A categorized list of top websites for Internet exploration

INTRODUCTION Search Engines - What are they?
How do they work? How about some tips
CHOICES Whats the difference between
searches, metasearches and other online
RESOURCES A categorized list of top websites for
Internet exploration
The Web is potentially a terrific place to get
information on almost any topic. Doing research
without leaving your desk sounds like a great
idea, but all too often you end up wasting
precious time chasing down useless URLs. Almost
everyone agrees that there's got to be a better
way. But for now we're stuck with making the
best use of the search tools that already exist
on the Web.
The main devices we use for finding topics on
the Intenet are search engines. Search engines
use software robots to survey the Web and build
their databases. Web documents are retrieved and
indexed.

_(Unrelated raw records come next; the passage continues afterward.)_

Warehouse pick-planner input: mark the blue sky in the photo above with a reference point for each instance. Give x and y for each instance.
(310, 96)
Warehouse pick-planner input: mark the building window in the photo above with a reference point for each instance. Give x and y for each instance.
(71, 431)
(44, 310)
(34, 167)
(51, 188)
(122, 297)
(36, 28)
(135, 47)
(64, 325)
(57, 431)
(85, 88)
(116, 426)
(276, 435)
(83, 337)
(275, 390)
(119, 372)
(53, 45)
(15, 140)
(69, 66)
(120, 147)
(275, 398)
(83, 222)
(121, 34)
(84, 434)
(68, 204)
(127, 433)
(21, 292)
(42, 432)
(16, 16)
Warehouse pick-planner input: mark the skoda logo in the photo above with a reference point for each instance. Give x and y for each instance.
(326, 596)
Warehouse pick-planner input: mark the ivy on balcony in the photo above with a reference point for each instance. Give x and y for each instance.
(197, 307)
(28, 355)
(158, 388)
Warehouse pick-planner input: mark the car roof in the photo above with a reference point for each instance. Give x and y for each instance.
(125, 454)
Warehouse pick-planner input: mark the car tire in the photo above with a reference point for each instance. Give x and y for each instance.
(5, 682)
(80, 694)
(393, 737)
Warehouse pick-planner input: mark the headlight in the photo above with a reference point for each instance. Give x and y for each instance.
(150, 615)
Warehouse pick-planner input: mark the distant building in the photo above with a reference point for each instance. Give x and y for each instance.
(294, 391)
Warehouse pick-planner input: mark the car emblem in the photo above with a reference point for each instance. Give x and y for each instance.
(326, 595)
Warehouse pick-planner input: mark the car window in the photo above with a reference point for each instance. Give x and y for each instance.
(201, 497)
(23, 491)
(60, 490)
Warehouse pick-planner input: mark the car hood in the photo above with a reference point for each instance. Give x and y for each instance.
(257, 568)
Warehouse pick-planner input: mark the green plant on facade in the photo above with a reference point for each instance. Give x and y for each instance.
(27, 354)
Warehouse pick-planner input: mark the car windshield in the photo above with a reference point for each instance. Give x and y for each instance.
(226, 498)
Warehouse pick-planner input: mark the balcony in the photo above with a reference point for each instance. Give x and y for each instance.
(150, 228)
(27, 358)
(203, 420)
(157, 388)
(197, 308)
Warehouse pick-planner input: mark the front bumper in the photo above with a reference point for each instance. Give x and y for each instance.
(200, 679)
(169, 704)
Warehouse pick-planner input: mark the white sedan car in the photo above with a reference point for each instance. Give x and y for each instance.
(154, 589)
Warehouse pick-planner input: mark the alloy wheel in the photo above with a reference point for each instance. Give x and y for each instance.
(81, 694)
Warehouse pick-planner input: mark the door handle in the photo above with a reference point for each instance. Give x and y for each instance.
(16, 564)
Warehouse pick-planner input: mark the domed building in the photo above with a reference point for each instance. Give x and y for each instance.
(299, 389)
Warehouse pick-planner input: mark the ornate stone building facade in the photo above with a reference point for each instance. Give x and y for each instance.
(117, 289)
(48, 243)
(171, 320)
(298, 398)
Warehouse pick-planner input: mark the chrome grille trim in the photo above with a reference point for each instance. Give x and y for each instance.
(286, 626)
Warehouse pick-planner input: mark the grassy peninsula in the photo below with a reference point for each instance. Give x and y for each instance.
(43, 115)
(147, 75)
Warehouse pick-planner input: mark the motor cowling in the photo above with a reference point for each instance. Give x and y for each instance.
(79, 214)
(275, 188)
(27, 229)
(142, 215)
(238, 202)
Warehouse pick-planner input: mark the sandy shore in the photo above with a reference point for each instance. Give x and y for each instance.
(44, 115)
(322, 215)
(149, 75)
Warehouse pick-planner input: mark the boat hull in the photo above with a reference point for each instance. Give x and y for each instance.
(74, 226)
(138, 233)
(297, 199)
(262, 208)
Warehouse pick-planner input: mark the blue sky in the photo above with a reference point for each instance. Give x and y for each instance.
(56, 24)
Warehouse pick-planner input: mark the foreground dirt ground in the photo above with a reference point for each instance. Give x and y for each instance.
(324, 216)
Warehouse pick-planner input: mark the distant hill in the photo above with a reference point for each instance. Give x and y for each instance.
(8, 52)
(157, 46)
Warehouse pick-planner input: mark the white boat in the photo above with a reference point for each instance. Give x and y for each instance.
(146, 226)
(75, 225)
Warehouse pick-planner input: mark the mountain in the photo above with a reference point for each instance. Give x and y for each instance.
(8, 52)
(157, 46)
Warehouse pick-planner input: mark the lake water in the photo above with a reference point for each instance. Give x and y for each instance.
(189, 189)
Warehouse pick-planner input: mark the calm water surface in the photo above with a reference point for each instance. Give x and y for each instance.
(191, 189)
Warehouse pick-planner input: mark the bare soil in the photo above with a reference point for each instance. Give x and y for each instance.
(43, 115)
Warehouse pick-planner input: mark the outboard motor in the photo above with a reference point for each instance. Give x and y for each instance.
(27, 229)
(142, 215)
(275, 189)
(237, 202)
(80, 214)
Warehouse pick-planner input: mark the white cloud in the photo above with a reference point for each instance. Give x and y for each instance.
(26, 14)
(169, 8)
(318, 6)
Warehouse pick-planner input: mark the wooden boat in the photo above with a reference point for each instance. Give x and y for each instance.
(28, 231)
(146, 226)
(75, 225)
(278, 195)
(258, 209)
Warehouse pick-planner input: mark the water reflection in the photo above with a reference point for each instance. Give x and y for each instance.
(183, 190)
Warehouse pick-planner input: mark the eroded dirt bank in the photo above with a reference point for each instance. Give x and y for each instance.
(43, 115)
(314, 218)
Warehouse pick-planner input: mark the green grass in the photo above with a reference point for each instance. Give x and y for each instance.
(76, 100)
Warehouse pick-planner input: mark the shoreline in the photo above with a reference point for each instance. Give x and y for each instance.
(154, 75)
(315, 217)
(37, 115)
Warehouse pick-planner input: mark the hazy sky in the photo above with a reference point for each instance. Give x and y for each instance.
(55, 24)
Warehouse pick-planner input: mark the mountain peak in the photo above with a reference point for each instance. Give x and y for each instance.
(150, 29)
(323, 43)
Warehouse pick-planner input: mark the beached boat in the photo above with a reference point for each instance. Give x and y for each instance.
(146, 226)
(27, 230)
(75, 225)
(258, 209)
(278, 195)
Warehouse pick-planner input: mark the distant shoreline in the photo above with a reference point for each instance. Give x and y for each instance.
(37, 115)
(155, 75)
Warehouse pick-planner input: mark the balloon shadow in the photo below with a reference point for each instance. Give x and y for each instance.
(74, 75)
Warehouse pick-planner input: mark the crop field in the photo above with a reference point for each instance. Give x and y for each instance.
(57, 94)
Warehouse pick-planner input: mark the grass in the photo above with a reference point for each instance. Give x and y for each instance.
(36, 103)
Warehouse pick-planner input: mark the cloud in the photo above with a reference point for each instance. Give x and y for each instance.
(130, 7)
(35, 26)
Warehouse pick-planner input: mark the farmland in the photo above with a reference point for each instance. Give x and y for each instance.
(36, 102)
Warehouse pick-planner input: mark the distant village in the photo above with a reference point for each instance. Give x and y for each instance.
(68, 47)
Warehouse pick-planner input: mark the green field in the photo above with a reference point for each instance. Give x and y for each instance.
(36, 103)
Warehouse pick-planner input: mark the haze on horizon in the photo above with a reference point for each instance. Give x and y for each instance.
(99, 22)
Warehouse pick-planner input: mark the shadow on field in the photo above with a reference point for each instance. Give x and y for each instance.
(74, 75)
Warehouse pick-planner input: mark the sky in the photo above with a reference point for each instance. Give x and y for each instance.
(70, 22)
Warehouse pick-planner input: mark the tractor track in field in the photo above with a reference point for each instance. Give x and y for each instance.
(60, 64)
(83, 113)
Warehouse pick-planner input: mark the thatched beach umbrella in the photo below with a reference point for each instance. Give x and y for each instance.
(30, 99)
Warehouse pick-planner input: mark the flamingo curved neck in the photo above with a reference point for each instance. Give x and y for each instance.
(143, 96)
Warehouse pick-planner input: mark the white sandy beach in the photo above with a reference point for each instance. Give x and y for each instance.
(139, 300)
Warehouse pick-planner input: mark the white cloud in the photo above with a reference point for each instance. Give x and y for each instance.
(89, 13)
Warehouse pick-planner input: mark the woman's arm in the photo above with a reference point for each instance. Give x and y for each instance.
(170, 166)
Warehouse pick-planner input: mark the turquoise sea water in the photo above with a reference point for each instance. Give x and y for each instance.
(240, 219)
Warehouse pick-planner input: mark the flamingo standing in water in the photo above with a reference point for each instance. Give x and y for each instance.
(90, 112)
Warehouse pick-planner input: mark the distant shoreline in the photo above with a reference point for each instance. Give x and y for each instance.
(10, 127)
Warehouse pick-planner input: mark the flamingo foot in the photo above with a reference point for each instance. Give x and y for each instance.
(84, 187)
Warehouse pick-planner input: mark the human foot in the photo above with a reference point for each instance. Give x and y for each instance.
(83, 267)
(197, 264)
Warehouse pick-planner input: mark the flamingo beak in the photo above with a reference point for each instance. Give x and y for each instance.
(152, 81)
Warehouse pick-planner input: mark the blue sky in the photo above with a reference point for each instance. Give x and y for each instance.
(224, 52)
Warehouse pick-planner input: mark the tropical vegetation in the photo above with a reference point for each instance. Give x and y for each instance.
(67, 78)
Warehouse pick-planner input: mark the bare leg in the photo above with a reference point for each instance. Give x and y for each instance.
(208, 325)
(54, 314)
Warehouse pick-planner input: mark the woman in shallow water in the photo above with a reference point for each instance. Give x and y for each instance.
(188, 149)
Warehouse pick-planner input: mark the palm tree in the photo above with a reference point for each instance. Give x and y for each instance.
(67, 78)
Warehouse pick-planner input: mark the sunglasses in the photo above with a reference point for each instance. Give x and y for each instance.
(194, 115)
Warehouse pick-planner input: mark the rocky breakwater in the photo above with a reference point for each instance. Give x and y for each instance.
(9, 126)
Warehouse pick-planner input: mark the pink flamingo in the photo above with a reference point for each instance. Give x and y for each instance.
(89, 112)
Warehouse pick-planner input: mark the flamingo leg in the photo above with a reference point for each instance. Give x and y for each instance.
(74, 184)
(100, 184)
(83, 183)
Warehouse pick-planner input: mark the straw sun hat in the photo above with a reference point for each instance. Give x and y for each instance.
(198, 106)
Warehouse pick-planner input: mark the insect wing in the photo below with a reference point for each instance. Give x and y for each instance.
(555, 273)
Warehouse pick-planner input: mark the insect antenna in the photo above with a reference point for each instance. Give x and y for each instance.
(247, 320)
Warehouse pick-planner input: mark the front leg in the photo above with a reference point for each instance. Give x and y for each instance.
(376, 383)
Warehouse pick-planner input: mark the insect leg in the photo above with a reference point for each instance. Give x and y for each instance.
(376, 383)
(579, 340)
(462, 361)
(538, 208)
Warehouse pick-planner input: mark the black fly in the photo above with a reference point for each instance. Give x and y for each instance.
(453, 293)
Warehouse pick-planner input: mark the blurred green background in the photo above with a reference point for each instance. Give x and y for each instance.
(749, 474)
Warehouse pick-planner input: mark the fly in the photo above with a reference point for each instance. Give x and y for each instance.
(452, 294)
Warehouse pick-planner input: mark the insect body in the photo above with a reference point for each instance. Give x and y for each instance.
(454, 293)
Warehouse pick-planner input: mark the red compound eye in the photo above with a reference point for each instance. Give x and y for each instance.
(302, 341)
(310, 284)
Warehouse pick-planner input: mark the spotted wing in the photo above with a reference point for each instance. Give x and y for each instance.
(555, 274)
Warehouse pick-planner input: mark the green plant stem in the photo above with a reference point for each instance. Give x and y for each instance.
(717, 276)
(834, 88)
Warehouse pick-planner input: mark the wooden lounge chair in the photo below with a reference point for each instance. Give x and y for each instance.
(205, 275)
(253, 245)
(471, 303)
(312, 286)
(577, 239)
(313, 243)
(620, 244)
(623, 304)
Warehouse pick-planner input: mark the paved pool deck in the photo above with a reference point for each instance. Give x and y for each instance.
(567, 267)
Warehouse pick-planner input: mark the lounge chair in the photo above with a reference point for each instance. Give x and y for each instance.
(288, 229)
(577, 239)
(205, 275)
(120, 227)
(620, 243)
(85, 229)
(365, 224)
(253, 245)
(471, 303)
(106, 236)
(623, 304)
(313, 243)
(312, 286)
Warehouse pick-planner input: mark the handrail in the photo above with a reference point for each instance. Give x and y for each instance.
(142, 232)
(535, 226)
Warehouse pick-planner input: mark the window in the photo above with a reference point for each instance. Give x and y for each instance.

The primary method of searching is by
inputting a keyword. Most search engines now
index every word on every page. If a search
engine finds your keyword on a webpage, it puts
that webpage on your results list.
The Problem With Keyword Searching Keyword
searches have a tough time distinguishing between
words that are spelled the same way, but mean
something different (I.e. hard cider, a hard
stone, a hard exam, and the hard drive on your
computer). This often results in hits that are
completely irrelevant to your query. Some
search engines also have trouble with so-called
stemming --i.e., if you enter the word "big,"
should they return a hit on the word, "bigger?.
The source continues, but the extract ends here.